The Sig Sauer P320 is a popular firearm in the concealed carry market with a version of the pistol becoming the new side arm for the U.S. Army. Several police departments across the country have also adopted the Sig as their standard issue side arm as well. Sig P320 failures created controversy after a drop safety issue was reported causing Sig to make changes to the design.

Since the drop safe issue was discovered and changes to the design made, the Sig P320 has remained a controversial pistol with several reports of the gun firing without the trigger being pressed. There has been lawsuits filed against the company by federal agents as well as some police officers claiming the gun discharged in its holster.

As someone who owns a Sig P320, I wanted to know if the gun is safe to carry and previously wrote an article on this issue. After the announcement about the latest lawsuit against Sig Sauer by a Florida detective shot by her own holstered gun, I decided to investigate the issue further.

After taking my gun apart and inspecting each of the components in an attempt to identify the cause of the Sig P320 failures that have been reported, the issue became quite clear. It will require it would require multiple P320 failures in different components to happen before the pistol can fire uncommanded.

Firing Pin Block prevents the firing pin from hitting primer

The firing pin in any firearm is the main component responsible for firing the cartridge. It is released by the fire control system components and strikes the primer of the round igniting the powder inside the cartridge which sends the projectile out the end of the barrel. Controlling the movement of the firing pin is a critical aspect of ensuring a firearm will not fire unintentionally.

I removed the slide to inspect the firing pin and all of the safety components related to it. I pressed the firing pin forward in an attempt to make it extend past the breach face of the slide. A round will not fire unless the firing pin strikes the primer after traveling past the breach face first.

A major component that prevents the firing pin from moving forward is the firing pin block. The firing pin will not go through the breach face unless you disengage the firing pin block first.
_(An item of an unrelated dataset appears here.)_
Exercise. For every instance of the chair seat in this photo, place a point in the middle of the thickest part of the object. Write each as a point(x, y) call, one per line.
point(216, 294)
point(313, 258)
The firing pin block is a physical barrier that keeps the firing pin from traveling forward.

The firing pin block must be disengaged before the gun can fire.
The firing pin block must be disengaged before the gun can fire.

The firing pin block is moved out of the way by the Sig fire control module as the trigger is being pressed. The take up of the trigger you feel as you press is the fire control module moving the firing pin block out of the way. However, the firing pin still will not move forward without the firing pin sear being released next.

Sig P320 has a primary and secondary Firing Pin Sear

The steps involved in making the gun fire is as you press the trigger, the fire control group releases the firing pin block completely, leaving only the firing pin sear holding the firing pin back from striking the cartridge. The wall you feel as you press the trigger is the point the fire control group begins to release the sear.

Another component related to the firing pin sear is the out of battery disconnector which will keep the sear and the firing pin block release from moving if the slide is not in the correct position.

The P320 has a primary and a secondary sear that keeps the firing pin from moving forward. The secondary sear is intended to catch the firing pin in the event of the primary sear failing. If something happened that caused the primary sear to release the firing pin, the secondary firing pin sear would catch the firing pin. The firing pin sear cannot move without the trigger being pressed.

The Sig P320 failures would need to be numerous for it to fire in its holster. It cannot fire unless multiple components fail at the same time. If they were firing without the trigger being pressed because of a component failure there would be clear evidence showing those failures.

If you own a Sig P320 and carry it in a quality holster that covers the trigger guard completely you shouldn’t have any issues if you follow safe firearm handling techniques.